What is metastability?
Quick Answer: If you violate the setup and hold time on the input of a flip flop, then the output will be unpredictable for some amount of time. That unpredictable output is called meta-stable (or metastability).
Long answer: When the output is unpredictable, I mean that it's unpredictable. It could be high, it could be low, it could be somewhere in between, or it could oscillate. After this metastable period the output will be high or low, but we don't know which way it'll go until it happens.
The amount of time that it's unpredictable is somewhat predictable, however. There are two main factors that determine the length of the metastable period: The speed of the flip-flop, and how "close to the edge" you got the timing.
Most of the metastable times are quite short, although the probability of having a long time is non-zero. Theoretically you could have a metastable time on the order of seconds, although the odds of that happening are incredibly rare. As the speed of the flip-flop increases, the average metastable time decreases-- all other things being equal.
There is an "imaginary" time in the flip-flop, relative to the clock edge, where you're most susceptible to metastability issues. Exactly when that is depends on lots of factors like temperature, voltage, process, phase of the moon, animal sacrifices, and what political party you affiliate with. Whenever that time is, the closer your data input edge is to that time the longer the metastability time will be.
The best way to deal with metastability is to make all of your logic synchronous, and not violate any of your setup and hold times. This is, of course, difficult to impossible for circuits of any complexity. So what we do is try to limit the places where metastability could be an issue and then deal with those places.
The normal method would be to "double-clock" the data. Meaning, have two D Flip-Flops in series with the output of the first feeding the input of the second. The hope is that if the first flip-flop goes metastable then the metastable period would be over before it violates the setup/hold time of the second. In practice this works fairly well. In super critical applications there might be some "triple-clocking" going on.
A metastable state is similar to an unstable equilibrium. A common example of an unstable equilibrium is an inverted pendulum. If you can balance the pendulum in a vertical position, that is a stable state. However, if anything pushes the lever to either side (air currents or ground vibrations, for example), the pendulum will not restore itself to the vertical position, it will fall down. Contrast with a regular pendulum, which if pushed to one side, will eventually settle back to vertical.
Stable equilibria are used in electrical systems to create storage elements. Unstable equlibria don't make good storage elements (since they lose their state easily), but often exist as a parasitic state.

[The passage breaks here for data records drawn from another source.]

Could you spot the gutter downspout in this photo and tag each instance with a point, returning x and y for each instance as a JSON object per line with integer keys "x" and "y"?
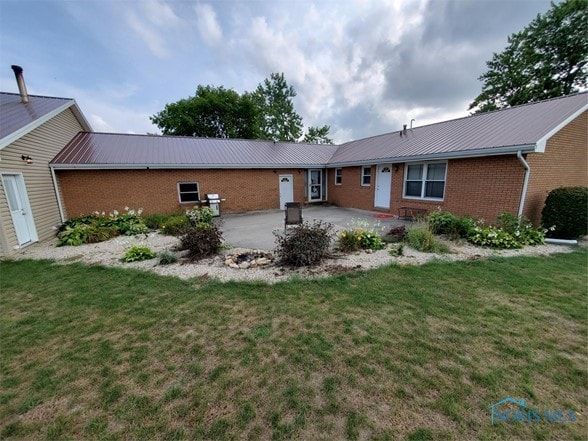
{"x": 56, "y": 188}
{"x": 525, "y": 182}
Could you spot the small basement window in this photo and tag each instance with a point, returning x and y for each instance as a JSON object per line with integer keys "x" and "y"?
{"x": 366, "y": 175}
{"x": 188, "y": 192}
{"x": 338, "y": 176}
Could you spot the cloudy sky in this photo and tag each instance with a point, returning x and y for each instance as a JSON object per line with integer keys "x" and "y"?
{"x": 363, "y": 67}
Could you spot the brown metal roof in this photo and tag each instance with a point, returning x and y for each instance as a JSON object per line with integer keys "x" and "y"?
{"x": 109, "y": 150}
{"x": 501, "y": 131}
{"x": 525, "y": 128}
{"x": 16, "y": 116}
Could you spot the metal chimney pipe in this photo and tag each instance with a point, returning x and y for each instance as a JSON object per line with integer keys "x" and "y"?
{"x": 22, "y": 88}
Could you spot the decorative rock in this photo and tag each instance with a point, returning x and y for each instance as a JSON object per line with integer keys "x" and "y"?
{"x": 245, "y": 260}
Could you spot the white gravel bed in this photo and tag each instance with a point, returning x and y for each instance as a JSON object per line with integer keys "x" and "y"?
{"x": 110, "y": 252}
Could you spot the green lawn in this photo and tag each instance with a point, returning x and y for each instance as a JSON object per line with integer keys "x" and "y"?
{"x": 416, "y": 353}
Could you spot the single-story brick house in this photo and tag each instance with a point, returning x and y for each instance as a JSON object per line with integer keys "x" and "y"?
{"x": 33, "y": 129}
{"x": 481, "y": 165}
{"x": 52, "y": 166}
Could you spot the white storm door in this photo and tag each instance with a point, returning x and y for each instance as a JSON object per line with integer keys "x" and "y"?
{"x": 315, "y": 185}
{"x": 286, "y": 190}
{"x": 383, "y": 185}
{"x": 18, "y": 204}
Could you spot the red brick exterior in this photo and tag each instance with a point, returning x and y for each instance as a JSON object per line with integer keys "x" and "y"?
{"x": 479, "y": 187}
{"x": 351, "y": 193}
{"x": 564, "y": 164}
{"x": 85, "y": 191}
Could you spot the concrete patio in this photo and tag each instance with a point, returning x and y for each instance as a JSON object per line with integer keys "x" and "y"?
{"x": 255, "y": 230}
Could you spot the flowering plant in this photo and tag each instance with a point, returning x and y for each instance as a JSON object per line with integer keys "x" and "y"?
{"x": 360, "y": 235}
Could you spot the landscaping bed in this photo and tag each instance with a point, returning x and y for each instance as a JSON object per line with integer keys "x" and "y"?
{"x": 109, "y": 253}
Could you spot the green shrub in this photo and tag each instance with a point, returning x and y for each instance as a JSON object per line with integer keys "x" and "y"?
{"x": 349, "y": 241}
{"x": 97, "y": 227}
{"x": 96, "y": 233}
{"x": 167, "y": 258}
{"x": 421, "y": 238}
{"x": 304, "y": 245}
{"x": 395, "y": 235}
{"x": 510, "y": 232}
{"x": 565, "y": 214}
{"x": 200, "y": 216}
{"x": 449, "y": 224}
{"x": 137, "y": 253}
{"x": 72, "y": 235}
{"x": 175, "y": 226}
{"x": 360, "y": 235}
{"x": 521, "y": 229}
{"x": 201, "y": 241}
{"x": 397, "y": 250}
{"x": 492, "y": 237}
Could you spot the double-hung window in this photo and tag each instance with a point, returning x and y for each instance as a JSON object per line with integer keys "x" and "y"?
{"x": 338, "y": 176}
{"x": 366, "y": 175}
{"x": 188, "y": 192}
{"x": 425, "y": 181}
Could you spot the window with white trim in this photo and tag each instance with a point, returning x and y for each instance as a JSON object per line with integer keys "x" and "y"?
{"x": 188, "y": 192}
{"x": 425, "y": 181}
{"x": 338, "y": 176}
{"x": 366, "y": 175}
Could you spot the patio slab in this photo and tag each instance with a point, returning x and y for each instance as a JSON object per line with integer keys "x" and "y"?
{"x": 255, "y": 230}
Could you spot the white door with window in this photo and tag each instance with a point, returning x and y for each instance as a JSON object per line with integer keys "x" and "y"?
{"x": 315, "y": 185}
{"x": 20, "y": 211}
{"x": 286, "y": 190}
{"x": 383, "y": 185}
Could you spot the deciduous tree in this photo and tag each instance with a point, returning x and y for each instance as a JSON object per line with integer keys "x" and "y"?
{"x": 547, "y": 59}
{"x": 213, "y": 112}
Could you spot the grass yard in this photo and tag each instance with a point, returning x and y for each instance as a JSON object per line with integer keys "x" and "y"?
{"x": 409, "y": 353}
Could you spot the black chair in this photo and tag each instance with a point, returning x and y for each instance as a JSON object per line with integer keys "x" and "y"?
{"x": 293, "y": 215}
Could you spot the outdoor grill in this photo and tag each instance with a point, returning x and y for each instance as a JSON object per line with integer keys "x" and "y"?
{"x": 213, "y": 200}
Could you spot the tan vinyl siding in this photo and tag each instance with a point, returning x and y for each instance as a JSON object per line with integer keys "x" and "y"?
{"x": 4, "y": 220}
{"x": 42, "y": 144}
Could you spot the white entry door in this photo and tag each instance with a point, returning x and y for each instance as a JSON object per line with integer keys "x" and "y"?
{"x": 18, "y": 204}
{"x": 286, "y": 190}
{"x": 383, "y": 185}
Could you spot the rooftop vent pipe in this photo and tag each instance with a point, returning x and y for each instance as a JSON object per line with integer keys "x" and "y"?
{"x": 22, "y": 88}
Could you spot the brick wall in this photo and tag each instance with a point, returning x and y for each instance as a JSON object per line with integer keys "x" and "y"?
{"x": 85, "y": 191}
{"x": 351, "y": 193}
{"x": 564, "y": 164}
{"x": 480, "y": 187}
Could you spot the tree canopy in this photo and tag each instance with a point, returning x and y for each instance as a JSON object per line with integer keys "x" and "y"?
{"x": 212, "y": 112}
{"x": 267, "y": 113}
{"x": 547, "y": 59}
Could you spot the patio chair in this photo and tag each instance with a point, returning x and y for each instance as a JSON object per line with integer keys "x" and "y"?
{"x": 293, "y": 215}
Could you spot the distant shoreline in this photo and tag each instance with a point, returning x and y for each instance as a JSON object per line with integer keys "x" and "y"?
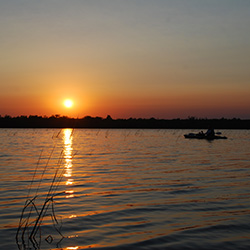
{"x": 133, "y": 123}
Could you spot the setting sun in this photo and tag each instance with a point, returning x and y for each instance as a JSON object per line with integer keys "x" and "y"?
{"x": 68, "y": 103}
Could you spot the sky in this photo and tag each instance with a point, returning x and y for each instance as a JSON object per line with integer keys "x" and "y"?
{"x": 135, "y": 58}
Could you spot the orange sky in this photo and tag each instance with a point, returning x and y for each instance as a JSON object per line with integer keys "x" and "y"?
{"x": 162, "y": 59}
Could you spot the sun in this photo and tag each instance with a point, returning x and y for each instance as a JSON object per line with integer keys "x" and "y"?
{"x": 68, "y": 103}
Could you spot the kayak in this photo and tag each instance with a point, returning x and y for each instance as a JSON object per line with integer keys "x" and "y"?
{"x": 203, "y": 136}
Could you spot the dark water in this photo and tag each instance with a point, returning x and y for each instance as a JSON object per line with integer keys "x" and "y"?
{"x": 123, "y": 189}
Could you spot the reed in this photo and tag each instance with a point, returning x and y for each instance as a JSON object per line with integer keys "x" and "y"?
{"x": 38, "y": 206}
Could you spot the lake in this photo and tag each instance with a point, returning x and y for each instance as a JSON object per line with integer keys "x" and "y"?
{"x": 123, "y": 189}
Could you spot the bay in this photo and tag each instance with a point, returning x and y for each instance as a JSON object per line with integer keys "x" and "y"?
{"x": 123, "y": 189}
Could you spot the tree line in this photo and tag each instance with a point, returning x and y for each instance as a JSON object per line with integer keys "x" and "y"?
{"x": 57, "y": 121}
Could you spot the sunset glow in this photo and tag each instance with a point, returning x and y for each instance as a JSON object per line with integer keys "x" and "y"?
{"x": 68, "y": 103}
{"x": 165, "y": 60}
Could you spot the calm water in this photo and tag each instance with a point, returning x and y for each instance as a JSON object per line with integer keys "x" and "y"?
{"x": 123, "y": 189}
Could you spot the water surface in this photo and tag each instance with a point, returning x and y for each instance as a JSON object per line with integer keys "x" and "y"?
{"x": 124, "y": 189}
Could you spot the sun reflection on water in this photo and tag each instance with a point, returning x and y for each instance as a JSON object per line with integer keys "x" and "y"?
{"x": 68, "y": 155}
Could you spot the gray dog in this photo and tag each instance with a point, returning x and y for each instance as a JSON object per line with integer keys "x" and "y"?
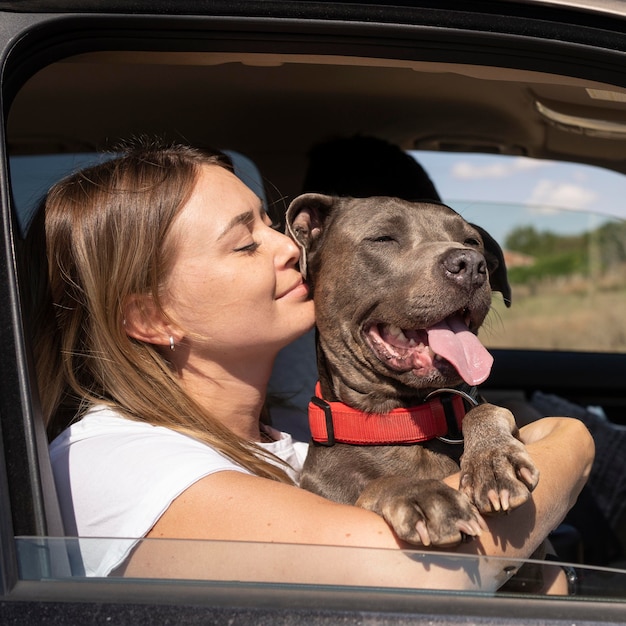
{"x": 400, "y": 291}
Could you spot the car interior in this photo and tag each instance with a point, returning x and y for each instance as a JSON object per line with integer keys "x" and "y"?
{"x": 268, "y": 94}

A common digital storage element is a pair of cross-coupled inverters:
The storage element has two stable states, one where the node on left is at the supply voltage and the node on the right is at ground, and the other in the opposite condition. There is also an unstable state, in which each node is at some intermediate voltage.
To better understand how the unstable state arises, recall the transfer function for an inverter. The plot of the transfer function shows the output voltage of the inverter for a given input voltage.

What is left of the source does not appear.